2019年2月17日日曜日

京都国立博物館「中国近代絵画の巨匠 斉白石」を観て

日中平和友好条約締結40周年を記念して、中国・北京画院が所蔵する、中国近代
水墨画を代表する画家である斉白石の作品を展示する展覧会です。同博物館の
平成知新館2階で開催されています。

斉白石のことは、これまで全く知りませんでした。というよりも、今まで中国の近代絵画
一般に触れたことがなかったと、思います。それで本展で、初めての地域、時代の絵画
を鑑賞をすることがすごく楽しみで、期待感を持って会場に向かいました。

まず第1室花木のコーナーを一巡すると、日本の近代の水墨画とは、受ける印象が微妙
に違うことに気づきます。それがどこから来ているのか考えてみると、タッチや色使いの
ニュアンスが少し異なっているのではないかと、思い当たりました。

勿論、斉白石の作品だけを観て、日本の水墨画全般から受ける印象と比較するのは、
無謀なことには違いありませんが、そこに水墨画における日本的な感性と中国的なそれ
との差異のようなものを感じたので、このようなことを記すことにしました。

つまり同じような画題を扱っても、日本の水墨画では筆運びや墨の濃淡などに柔らかさ
が勝り、結果として優美さや湿潤な感じがにじみ出て来るのに対して、斉の画では形象
の潔い捉え方、墨のはっきりとした濃淡、墨以外の色とのコントラストの鮮やかさから、
力強さや純朴さ、確固とした存在感のようなものが浮き出て来るように感じられたのです。

このような差異に、私は国民性による美意識の違いのようなものを感じました。

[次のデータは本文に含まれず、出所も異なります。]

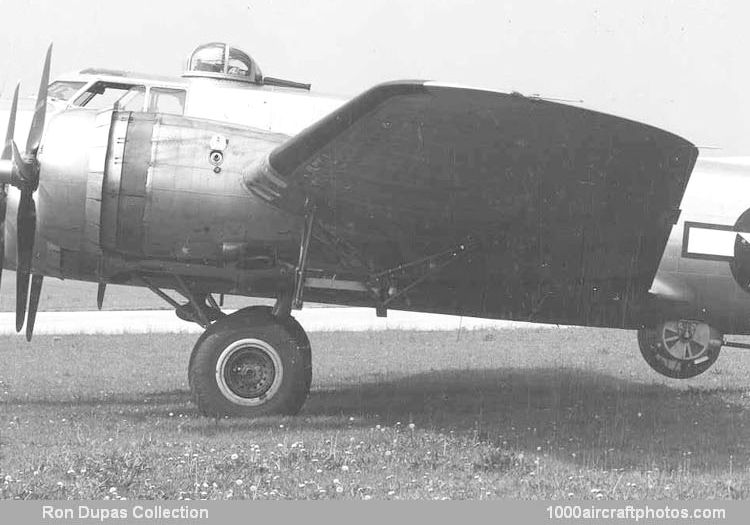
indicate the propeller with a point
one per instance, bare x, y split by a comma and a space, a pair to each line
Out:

しかし
最初こそ、従来の価値観とは違う絵画を観るような若干の抵抗を感じたものの、次第に
彼の絵画の魅力に気づくことが出来て、その作品世界に引き込まれて行きました。

その魅力の源泉は、この画家の人間性からにじみ出るに違いない作品の品格で、鳥獣画
に見られるユーモラスさ、可愛らしさ、昆虫の精緻な描写からうかがえる小さな生き物に
対する優しさなどが生み出す温もりは、他に代えられないものであり、雄大な風景から
小さな生き物に至るまで、いかなる対象を扱っても、その作品が醸し出す詩情は稀有な
ものであると、感じました。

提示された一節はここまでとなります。